Comment by dragontamer

4 hours ago

NUMA aware threading is somewhat rare but it does exist.

Its just reaching into the high arts of high-performance that fewer-and-fewer programmers know about. I myself am not an HPC expert, I just like to study this stuff on the side as a hobby.

So NUMA-awareness is when your code knows that &variable1 is located in one physical location, while &variable2 is somewhere else.

This is possible because NUMA-aware allocators (numa_alloc in Linux, VirtualAlloc in Windows) can take parameters that guarantee an allocation within a particular NUMA zone.

Now that you know certain variables are tied together in physical locations, you can also tie threads together with affinity to those same NUMA locations.

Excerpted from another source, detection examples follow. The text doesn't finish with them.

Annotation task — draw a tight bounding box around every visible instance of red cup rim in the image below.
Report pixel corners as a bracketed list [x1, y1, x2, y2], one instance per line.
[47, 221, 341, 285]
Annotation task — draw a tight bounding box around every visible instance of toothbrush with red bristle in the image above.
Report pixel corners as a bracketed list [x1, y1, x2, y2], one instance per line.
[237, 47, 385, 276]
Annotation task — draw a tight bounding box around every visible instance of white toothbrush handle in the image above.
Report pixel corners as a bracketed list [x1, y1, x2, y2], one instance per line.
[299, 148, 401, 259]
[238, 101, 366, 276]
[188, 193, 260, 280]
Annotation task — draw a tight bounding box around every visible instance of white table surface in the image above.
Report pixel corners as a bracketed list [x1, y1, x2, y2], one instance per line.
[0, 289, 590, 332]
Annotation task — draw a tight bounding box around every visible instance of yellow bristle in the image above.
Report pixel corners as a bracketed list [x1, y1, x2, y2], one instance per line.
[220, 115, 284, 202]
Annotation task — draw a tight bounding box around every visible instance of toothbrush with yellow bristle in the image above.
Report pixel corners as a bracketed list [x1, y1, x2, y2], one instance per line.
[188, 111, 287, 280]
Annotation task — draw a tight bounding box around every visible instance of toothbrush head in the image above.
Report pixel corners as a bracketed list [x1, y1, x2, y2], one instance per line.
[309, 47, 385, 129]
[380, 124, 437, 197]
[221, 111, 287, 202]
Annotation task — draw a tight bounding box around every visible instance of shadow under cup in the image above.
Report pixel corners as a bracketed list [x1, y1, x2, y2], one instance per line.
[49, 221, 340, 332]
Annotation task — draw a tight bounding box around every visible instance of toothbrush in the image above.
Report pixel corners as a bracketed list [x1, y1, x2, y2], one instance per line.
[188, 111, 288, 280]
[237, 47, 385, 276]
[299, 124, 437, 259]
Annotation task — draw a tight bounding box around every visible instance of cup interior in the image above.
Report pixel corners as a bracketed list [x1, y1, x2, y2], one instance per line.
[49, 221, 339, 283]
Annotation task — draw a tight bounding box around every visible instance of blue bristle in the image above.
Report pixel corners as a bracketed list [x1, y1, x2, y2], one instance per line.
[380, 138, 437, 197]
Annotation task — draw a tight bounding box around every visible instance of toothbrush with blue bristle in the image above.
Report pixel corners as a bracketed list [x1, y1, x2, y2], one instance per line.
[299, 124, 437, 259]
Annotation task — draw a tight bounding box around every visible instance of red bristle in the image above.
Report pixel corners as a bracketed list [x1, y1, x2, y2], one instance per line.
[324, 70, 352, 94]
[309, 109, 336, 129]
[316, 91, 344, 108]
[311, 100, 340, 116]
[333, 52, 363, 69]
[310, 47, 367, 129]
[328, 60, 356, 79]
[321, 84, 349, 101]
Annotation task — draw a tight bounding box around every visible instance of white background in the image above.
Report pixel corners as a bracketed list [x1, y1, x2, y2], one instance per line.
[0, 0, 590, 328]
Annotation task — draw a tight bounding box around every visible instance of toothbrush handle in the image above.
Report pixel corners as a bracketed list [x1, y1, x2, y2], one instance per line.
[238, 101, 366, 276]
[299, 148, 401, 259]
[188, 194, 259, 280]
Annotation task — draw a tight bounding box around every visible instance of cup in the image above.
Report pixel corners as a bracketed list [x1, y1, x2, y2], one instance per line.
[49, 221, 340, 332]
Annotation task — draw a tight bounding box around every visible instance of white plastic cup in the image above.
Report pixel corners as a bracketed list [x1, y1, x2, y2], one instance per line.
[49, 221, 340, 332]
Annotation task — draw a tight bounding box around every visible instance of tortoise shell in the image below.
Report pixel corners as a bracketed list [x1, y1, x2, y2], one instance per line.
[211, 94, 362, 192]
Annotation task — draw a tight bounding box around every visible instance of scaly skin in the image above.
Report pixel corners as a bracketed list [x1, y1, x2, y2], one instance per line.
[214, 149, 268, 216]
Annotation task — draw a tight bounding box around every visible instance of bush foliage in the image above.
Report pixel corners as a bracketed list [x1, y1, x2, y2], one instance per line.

And with a bit of effort, you can ensure that threads that are in one workpool share the same NUMA zones.

---------

Now code-awareness of shared caches is less common. But following the same models of "abstracted work pools of thread-affinity + NUMA awareness of data", programmers have been able to ensure Zen1 cores to be working together with the same L3 cache.

L2 cache with E-cores is new, but not a new concept in general. (IE: the same mechanisms and abstractions we used for thread-affinity checks on Zen cores sharing L3 cache, or multi-socket CPUs being NUMA Aware... all would still work for L2 cache).

I don't know if the libraries support that. But I bet Intel's library (TBB) and their programmers are working on keeping their abstractions clean and efficient.

> I don't know if the libraries support that. But I bet Intel's library (TBB) and their programmers are working on keeping their abstractions clean and efficient.

Intel can declare in ACPI a set of nodes, the distances between nodes, and then Linux/libnuma/etc pick it up.

So, e.g. in AMD's SLIT tables, the local node is 10; within the same partition are 11; within the same socket are 12; distant sockets are >=20.

There's fancier, more detailed tables (e.g. HMAT) and some code out there that uses them, but it's kind of beyond the scope of libnuma.